Where are you getting the idea about the right shoulder? Thats where the Brits where it, not necessarily us. Are you on exchange in the UK or working daily with the Brits?


----------



## Jungle (15 Aug 2014)

Some people are a bit uptight about the Mess Kit... with the price I paid for the suit, I wear my Brit wings where I want, which is on the right shoulder.
On the right breast, they would interfere with my US wings...


----------



## daftandbarmy (15 Aug 2014)

On my mess kit I wear:

British Para wings on the right shoulder, about 2 inches down

All Arms Commando Course dagger same position on my left shoulder

Canadian wings on my left lapel above my medals

US jump wings on my right lapel in line with the Canadian wings

And finally, two stiff middle fingers ready to present to the occasional fat c@nt who tells me I can't  ;D


----------



## Pusser (15 Aug 2014)

I do not have jump wings of any sort.  However, I have earned a British Army qualification for which there is both a British Army and a Canadian Forces badge.  On my Service Dress uniform I only wear the Canadian one.  However, on my mess kit (blue jacket), I wear the Canadian one on the left cuff, IAW Canadian dress regulations and the British one on my right cuff, IAW British Army regulations (i.e. that's where they wear it on theirs).  I have been doing this for 15 years and have been asked about it many times (great conversation starter), but challenged on it only once - by a senior army CWO.  My polite response was that when Canadian parachutists stopped wearing their British jump wings on their right shoulders, I would stop wearing my British badge on my right cuff.


----------



## Edward Campbell (15 Aug 2014)

Pusser said:
			
		

> I do not have jump wings of any sort.  However, I have earned a British Army qualification for which there is both a British Army and a Canadian Forces badge.  On my Service Dress uniform I only wear the Canadian one.  However, on my mess kit (blue jacket), I wear the Canadian one on the left cuff, IAW Canadian dress regulations and the British one on my right cuff, IAW British Army regulations (i.e. that's where they wear it on theirs).  I have been doing this for 15 years and have been asked about it many times (great conversation starter), but challenged on it only once - by a senior army CWO.  My polite response was that when Canadian parachutists stopped wearing their British jump wings on their right shoulders, I would stop wearing my British badge on my right cuff.

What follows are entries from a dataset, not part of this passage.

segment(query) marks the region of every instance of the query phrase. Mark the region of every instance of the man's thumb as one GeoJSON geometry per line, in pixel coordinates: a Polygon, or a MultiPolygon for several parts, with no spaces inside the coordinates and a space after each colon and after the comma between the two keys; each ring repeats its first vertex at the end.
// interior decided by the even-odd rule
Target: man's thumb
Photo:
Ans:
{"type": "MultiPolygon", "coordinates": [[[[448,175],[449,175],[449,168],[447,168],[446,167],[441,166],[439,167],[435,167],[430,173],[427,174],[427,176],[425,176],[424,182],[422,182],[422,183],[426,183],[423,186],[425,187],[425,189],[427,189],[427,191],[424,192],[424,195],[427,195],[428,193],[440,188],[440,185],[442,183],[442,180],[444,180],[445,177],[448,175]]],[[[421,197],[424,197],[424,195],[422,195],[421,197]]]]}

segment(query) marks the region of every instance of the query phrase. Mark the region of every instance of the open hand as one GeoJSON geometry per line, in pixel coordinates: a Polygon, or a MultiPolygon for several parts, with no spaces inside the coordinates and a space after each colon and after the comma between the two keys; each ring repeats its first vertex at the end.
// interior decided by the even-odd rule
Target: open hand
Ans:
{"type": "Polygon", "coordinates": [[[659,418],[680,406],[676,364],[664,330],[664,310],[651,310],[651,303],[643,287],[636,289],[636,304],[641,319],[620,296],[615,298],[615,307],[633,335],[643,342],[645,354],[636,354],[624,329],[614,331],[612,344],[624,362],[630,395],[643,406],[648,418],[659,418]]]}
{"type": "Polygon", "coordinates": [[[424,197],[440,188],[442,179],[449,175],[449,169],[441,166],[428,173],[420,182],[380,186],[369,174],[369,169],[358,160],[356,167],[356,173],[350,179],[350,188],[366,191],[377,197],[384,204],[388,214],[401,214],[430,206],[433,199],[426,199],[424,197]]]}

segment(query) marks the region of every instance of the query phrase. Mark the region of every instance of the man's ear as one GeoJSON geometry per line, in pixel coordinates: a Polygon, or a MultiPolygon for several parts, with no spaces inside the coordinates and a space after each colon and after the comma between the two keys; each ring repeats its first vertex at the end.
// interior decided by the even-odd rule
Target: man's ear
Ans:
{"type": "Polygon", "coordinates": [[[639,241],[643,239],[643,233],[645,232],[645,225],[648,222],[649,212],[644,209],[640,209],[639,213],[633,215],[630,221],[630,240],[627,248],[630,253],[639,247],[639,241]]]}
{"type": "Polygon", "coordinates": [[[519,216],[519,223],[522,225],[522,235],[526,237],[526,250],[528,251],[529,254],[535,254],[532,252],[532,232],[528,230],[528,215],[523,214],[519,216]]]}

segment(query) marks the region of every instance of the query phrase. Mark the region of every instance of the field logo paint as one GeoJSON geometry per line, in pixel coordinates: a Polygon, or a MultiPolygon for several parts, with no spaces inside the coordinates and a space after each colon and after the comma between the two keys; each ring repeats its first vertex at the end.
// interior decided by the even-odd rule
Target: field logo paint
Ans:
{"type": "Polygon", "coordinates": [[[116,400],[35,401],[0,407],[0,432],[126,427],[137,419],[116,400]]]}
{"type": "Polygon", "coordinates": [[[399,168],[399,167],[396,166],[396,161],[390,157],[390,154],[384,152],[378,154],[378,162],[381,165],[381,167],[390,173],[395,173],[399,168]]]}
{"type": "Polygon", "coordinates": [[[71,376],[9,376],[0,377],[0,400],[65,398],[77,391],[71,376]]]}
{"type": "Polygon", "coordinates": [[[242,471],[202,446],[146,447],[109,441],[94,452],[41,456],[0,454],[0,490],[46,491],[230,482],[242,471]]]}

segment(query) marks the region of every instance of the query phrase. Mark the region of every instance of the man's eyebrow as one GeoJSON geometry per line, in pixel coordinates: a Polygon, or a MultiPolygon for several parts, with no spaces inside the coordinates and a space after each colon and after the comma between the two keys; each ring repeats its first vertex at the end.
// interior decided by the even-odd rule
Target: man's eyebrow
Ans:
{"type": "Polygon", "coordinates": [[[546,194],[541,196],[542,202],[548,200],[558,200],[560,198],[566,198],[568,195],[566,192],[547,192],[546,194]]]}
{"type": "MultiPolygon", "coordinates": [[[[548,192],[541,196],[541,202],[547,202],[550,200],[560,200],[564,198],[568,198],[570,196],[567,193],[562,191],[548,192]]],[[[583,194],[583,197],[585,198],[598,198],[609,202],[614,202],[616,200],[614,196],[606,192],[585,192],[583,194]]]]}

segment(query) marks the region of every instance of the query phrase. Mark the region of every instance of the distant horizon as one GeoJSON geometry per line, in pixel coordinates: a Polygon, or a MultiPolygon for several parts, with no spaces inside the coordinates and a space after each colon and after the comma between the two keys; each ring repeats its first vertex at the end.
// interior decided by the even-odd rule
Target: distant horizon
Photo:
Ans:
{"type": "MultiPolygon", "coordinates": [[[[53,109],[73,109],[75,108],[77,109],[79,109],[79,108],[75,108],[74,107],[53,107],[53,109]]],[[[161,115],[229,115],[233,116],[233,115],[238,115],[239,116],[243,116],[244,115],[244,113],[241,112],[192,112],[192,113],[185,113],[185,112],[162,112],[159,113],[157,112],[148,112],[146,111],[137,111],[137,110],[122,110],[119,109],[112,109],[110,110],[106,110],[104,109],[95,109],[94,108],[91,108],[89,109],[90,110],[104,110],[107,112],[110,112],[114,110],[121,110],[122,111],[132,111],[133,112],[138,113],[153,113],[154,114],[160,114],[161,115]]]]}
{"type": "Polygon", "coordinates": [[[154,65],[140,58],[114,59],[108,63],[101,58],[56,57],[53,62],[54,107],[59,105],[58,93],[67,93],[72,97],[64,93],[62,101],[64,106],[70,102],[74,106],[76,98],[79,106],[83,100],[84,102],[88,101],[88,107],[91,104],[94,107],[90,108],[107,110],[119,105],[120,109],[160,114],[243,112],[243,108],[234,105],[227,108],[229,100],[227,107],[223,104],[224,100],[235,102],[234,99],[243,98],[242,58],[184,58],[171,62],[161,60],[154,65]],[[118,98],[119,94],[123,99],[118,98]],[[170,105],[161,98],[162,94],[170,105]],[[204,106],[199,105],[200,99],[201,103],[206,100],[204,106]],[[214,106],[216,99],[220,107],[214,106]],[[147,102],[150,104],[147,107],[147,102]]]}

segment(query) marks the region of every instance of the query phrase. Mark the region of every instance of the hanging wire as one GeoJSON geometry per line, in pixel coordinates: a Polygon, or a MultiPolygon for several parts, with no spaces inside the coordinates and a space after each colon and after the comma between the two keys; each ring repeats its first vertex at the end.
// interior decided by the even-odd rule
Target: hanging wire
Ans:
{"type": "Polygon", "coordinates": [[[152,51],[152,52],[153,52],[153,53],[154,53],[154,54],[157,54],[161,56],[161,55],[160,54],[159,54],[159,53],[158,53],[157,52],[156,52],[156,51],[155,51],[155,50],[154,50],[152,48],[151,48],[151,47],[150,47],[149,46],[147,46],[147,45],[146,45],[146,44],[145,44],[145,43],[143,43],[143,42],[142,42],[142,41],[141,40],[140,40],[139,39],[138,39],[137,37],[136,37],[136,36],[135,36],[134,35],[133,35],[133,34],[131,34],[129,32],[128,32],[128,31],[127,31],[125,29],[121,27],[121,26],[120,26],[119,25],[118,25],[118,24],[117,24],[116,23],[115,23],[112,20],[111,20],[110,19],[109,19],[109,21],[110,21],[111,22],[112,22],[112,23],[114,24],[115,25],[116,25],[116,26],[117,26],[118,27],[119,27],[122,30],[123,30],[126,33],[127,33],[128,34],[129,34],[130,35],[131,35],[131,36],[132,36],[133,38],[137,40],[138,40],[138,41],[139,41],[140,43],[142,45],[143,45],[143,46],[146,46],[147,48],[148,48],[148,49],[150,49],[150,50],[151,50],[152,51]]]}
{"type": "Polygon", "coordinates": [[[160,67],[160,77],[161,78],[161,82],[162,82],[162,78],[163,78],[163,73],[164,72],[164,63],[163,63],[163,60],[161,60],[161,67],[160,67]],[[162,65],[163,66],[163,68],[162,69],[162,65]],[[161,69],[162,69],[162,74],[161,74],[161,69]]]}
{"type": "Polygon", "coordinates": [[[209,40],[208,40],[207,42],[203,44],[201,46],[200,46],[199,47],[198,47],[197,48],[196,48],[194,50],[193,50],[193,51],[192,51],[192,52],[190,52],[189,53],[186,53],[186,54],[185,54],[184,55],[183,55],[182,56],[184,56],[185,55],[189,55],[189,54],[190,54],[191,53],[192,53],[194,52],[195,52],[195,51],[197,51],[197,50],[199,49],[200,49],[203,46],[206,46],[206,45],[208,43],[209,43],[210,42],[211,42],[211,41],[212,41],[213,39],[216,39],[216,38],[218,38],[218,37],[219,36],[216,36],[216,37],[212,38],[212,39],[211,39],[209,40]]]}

Good for you, that was the *proper* response, in my opinion, albeit not, probably, the _correct_ one (IAW the all important dress regs).


----------



## x_para76 (15 Aug 2014)

daftandbarmy said:
			
		

> On my mess kit I wear:
> 
> British Para wings on the right shoulder, about 2 inches down
> 
> ...





			
				Jungle said:
			
		

> Some people are a bit uptight about the Mess Kit... with the price I paid for the suit, I wear my Brit wings where I want, which is on the right shoulder.
> On the right breast, they would interfere with my US wings...



Good for you guys! Why should the U.S qual's ie. Ranger tab and SF badge be the only foreign badges worn? I can guarantee you if I'd done the Royal Marine all arms commando course I'd be wearing my commando dagger on my kit.


----------



## eliminator (15 Aug 2014)

Pusser said:
			
		

> I do not have jump wings of any sort.  However, I have earned a British Army qualification for which there is both a British Army and a Canadian Forces badge.  On my Service Dress uniform I only wear the Canadian one.  However, on my mess kit (blue jacket), I wear the Canadian one on the left cuff, IAW Canadian dress regulations and the British one on my right cuff, IAW British Army regulations (i.e. that's where they wear it on theirs).  I have been doing this for 15 years and have been asked about it many times (great conversation starter), but challenged on it only once - by a senior army CWO.  My polite response was that when Canadian parachutists stopped wearing their British jump wings on their right shoulders, I would stop wearing my British badge on my right cuff.



That's a good approach, especially since there's no shortage of CA members sporting US jump wings on their mess kits.


----------



## daftandbarmy (18 Aug 2014)

X_para76 said:
			
		

> Good for you guys! Why should the U.S qual's ie. Ranger tab and SF badge be the only foreign badges worn? I can guarantee you if I'd done the Royal Marine all arms commando course I'd be wearing my commando dagger on my kit.



But I thought you were allergic to Hats?


----------